The Vision project aims to set out a vision for how the UK can develop an inspiring and high performing science and mathematics education system over the next 15—20 years.
The Committee is examining, specifically for science and mathematics:
- The teaching profession: How to recruit, train, and retain a high-quality teaching workforce.
- Curriculum and assessment: The principles of a science and mathematics curriculum of the future, how this might be taught and how successful learning can be measured.
- Accountability: How best to make it easier for parents and the public to hold schools and colleges to account, without hindering the ability of leaders and teachers to inspire and innovate.
- Educational institutions: How schools and colleges should operate – and their relationships with employers and the virtual, global community.
- Advances in science and technology in education: How new digital technologies and research from neuroscience and psychology may shape future learning.
We have commissioned research which will provide evidence for the project in the areas of digital technology, neuroscience and psychology, curriculum, inter-disciplinarity and links of science and mathematics with other subjects, science and maths skills and society, students attitudes, engagement and participation and the science and maths teaching workforce.
The Committee believes that three elements are at the heart of an inspirational education system:
- An excellent teaching profession is at the heart of an inspirational education system: The UK needs a high-status teaching profession in which schools and colleges have specialist science and mathematics teachers, qualified in their specialist subject. Their professional development should be both a right and a pathway to clearly defined satisfaction and progression in their careers.
- Learning and active involvement with science and mathematics supports the development of informed and engaged citizens: Students of all abilities should study science and mathematics, including experimental science, as part of a broad range of subjects, including arts and humanities until they are 18. That curriculum should draw on the expertise of subject communities, employers and higher education. All students deserve the right to experience education in science and mathematics in informal settings, for example inside and outside school and in museums and field study centres. Careers advice should have a more prominent profile with relevant and timely advice embedded into school and college life.
- Assessment and accountability systems must recognise the whole child – the learners’ all-round development: Assessment should reward understanding and application in addition to recall of content, and encourage exploration, curiosity and practical scientific investigation.
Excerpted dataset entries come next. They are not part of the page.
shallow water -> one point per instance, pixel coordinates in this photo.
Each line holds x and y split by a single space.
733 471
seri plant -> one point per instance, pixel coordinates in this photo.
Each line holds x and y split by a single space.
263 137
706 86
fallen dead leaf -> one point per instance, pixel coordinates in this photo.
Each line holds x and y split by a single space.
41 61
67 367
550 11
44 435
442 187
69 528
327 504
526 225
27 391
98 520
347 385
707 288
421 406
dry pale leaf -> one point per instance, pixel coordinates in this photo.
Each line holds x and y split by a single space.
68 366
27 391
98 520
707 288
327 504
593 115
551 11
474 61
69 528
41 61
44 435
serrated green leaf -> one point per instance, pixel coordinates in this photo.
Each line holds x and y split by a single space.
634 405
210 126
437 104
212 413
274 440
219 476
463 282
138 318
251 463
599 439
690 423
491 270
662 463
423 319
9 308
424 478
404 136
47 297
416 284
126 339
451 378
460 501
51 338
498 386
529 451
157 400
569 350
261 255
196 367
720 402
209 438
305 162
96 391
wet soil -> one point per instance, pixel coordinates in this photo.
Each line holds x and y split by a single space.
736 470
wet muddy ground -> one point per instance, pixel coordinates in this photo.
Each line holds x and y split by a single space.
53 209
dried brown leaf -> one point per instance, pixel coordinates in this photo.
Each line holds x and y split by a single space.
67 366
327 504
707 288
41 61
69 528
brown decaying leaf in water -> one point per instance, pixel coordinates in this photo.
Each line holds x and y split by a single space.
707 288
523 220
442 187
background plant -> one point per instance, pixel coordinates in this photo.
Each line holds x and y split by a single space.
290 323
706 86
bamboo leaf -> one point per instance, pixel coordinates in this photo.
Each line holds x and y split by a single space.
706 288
Moreover, assessment and accountability systems must recognise learners’ all-round development, not just their ability to pass examinations.
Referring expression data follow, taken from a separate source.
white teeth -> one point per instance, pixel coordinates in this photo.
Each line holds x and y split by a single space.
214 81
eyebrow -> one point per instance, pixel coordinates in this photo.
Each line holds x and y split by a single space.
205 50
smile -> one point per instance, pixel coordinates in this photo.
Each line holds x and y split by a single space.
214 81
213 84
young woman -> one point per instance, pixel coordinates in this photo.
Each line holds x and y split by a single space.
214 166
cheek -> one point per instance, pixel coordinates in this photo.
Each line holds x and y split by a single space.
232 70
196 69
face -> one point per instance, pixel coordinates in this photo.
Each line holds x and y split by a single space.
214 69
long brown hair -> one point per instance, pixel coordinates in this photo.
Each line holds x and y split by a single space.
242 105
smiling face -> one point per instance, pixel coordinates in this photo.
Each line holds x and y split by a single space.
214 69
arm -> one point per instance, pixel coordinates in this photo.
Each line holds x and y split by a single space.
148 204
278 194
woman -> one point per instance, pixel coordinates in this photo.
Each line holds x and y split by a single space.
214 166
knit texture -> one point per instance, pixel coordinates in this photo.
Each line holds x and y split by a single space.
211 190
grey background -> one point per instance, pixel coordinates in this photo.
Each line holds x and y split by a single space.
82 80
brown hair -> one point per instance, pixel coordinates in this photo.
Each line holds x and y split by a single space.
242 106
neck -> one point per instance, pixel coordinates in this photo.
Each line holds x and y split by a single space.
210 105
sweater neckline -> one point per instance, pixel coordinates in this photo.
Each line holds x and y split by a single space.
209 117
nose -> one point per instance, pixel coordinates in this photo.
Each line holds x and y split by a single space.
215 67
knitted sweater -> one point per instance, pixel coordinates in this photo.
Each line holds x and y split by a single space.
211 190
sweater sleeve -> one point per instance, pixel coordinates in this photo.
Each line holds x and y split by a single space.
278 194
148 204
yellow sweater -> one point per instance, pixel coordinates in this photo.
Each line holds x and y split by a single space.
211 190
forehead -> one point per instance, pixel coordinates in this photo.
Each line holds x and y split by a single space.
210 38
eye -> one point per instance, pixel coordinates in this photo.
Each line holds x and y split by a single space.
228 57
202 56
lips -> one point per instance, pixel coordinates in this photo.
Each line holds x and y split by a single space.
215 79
The world in 2030 is likely to be very different from that of today. Major changes are likely to take place over the next decades in terms of human population numbers and lifespan, the environment and new technologies. Individuals with relevant skills and knowledge will be better equipped to adapt to this uncertain future.
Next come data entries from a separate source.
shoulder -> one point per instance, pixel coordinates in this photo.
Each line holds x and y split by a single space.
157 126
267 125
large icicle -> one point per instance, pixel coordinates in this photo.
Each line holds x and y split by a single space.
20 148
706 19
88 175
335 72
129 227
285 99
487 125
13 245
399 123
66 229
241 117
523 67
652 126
The Vision Committee believes that being informed about science and mathematics is part of our culture. The democratic process should enable citizens to participate fully in a society which is increasingly influenced by scientific understanding and the creation and use of technology.
Evidence-based and taking into account a broad range of stakeholders’ views, the vision will set out the essential features of a future world-class, high-performing education system, particularly with respect to science and mathematics.